Pelindung lonjakan tegangan pada dasarnya adalah varistor, yang menunjukkan impedansi tinggi pada tegangan rendah dan impedansi rendah pada tegangan tinggi. Ketika jaringan listrik beroperasi di bawah tegangan operasi kontinu maksimum, kedua elektroda berada dalam keadaan impedansi tinggi. Jika tegangan antara kedua elektroda melebihi tegangan pengapian karena sambaran petir atau tegangan lebih operasi, celah tersebut akan mengalami kerusakan, dan energi tegangan lebih dilepaskan melalui pelepasan busur. Setelah lonjakan tegangan, busur dipadamkan oleh sistem pemadam busur yang terdiri dari pelat pemisah busur dan ruang pemadam busur, mengembalikan keadaan impedansi tinggi untuk melindungi sistem. Jika pelindung lonjakan tegangan itu sendiri mengalami kerusakan, ia akan tetap dalam keadaan konduksi terus menerus, menyebabkan korsleting pada catu daya/sistem. Dalam hal ini, sekering pemutus di bagian hulu perlu segera memutuskan sirkuit pentanahan untuk memastikan operasi normal sirkuit (fungsi sekering). Jadi, bagaimana pemutus sirkuit atau sekering ini membedakan apakah korsleting disebabkan oleh sambaran petir (disebut sebagai A) atau oleh kerusakan pada pelindung lonjakan tegangan itu sendiri (disebut sebagai B)? Karena jika A salah diidentifikasi sebagai B, pemutus sirkuit akan trip, dan sirkuit utama akan terbakar. Sebaliknya, jika B salah diidentifikasi sebagai A, sirkuit utama akan terus mengalami korsleting, juga menyebabkan sirkuit terbakar. Semua pertanyaan Anda dapat dijawab jika Anda memahami prinsip penambahan sekering sebelum pelindung lonjakan tegangan. Petir yang dilindungi oleh pelindung lonjakan tegangan kita sebenarnya adalah petir induksi dengan puncak tegangan tinggi, arus tinggi, dan durasi yang sangat singkat. Sekering perlu memenuhi kondisi tertentu untuk putus, yaitu akumulasi energi. Sambaran petir transien jelas tidak akan menyebabkan sekering putus saat pelindung lonjakan tegangan bekerja. Karena adanya sekering, baik yang Anda sebut A maupun B tidak akan menyebabkan sirkuit terbakar; itu hanya akan menyebabkan sekering putus, sehingga memutuskan sirkuit dengan aman.

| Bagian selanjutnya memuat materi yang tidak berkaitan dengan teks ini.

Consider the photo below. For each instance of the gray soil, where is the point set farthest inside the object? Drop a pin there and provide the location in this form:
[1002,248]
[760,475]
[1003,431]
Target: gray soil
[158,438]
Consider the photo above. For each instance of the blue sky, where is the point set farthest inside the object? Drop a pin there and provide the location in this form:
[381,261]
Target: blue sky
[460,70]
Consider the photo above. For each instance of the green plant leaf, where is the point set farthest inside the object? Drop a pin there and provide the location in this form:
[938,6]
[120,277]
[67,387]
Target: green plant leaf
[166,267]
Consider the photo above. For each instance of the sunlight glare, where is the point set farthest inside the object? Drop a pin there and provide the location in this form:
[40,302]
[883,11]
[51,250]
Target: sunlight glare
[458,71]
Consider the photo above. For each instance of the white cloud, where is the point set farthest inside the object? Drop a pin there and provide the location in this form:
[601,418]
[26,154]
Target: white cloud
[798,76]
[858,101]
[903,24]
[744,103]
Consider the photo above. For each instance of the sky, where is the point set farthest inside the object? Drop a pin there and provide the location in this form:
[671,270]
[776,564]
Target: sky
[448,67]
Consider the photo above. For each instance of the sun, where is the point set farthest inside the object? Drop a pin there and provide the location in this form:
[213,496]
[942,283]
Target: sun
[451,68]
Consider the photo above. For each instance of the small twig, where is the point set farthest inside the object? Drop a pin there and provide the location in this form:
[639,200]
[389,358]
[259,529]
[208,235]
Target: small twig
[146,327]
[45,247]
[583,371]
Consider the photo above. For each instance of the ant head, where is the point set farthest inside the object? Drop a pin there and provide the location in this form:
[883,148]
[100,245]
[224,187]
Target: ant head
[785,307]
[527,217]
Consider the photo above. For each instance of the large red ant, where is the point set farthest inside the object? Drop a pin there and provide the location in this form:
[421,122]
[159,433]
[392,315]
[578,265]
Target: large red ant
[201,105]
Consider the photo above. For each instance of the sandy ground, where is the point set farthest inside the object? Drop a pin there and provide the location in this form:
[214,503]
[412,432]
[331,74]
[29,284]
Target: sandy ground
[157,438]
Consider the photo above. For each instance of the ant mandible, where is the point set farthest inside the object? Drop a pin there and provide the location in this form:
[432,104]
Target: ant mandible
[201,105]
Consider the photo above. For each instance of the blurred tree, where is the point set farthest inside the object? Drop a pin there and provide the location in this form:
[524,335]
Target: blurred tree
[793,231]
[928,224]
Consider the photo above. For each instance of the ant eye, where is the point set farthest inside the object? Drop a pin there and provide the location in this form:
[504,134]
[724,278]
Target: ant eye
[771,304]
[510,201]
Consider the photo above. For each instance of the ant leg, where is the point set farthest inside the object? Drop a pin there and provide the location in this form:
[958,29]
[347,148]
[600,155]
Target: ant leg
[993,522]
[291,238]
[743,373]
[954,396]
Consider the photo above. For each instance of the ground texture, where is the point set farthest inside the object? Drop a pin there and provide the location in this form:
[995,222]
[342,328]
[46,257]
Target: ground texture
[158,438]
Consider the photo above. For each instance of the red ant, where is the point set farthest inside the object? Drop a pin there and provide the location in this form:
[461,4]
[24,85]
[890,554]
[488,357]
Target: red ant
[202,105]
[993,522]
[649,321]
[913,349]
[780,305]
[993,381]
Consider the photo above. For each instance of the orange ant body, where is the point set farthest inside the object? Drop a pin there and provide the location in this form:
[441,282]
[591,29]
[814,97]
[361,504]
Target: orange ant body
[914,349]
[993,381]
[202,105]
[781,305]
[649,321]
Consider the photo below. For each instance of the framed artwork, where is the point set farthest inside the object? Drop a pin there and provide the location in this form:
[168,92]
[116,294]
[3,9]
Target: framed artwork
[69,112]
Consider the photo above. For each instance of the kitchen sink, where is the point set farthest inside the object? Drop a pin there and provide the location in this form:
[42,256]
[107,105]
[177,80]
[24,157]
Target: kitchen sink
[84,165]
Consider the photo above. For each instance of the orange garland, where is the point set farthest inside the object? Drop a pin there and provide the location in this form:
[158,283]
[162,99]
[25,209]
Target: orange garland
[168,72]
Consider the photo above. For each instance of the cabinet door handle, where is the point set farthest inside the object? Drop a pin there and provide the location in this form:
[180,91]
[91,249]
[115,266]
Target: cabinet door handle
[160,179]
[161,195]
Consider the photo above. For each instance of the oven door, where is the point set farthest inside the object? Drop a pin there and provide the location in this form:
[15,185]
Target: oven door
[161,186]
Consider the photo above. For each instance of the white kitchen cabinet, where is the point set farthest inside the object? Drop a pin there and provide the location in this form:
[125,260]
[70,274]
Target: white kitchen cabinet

Tujuan penambahan sekering pada pelindung lonjakan tegangan:
1. Untuk mencegah kerusakan pada SPD dan salurannya karena arus lanjutan frekuensi daya yang disebabkan oleh sambaran petir (untuk perangkat tipe celah pelepasan).
2. Untuk memfasilitasi pemeliharaan dan penggantian SPD.
3. Untuk mencegah gangguan saluran yang disebabkan oleh penuaan SPD (seperti peningkatan arus bocor perangkat MOV). Sekering di bagian depan SPD harus dipasang sesuai dengan parameter yang diberikan oleh produsen penangkal petir. Jika pabrikan tidak menentukan, prinsip pemilihan umum adalah sebagai berikut: Tentukan arus putus (C) dari sakelar atau sekering berdasarkan (peringkat sekering maksimum pelindung lonjakan arus A) dan (arus suplai maksimum dari saluran distribusi daya yang terhubung B).
Metode penentuan: Jika B > A, C kurang dari atau sama dengan A. Jika B = A, C kurang dari A atau C tidak dipasang. Jika B < A, C kurang dari atau sama dengan B.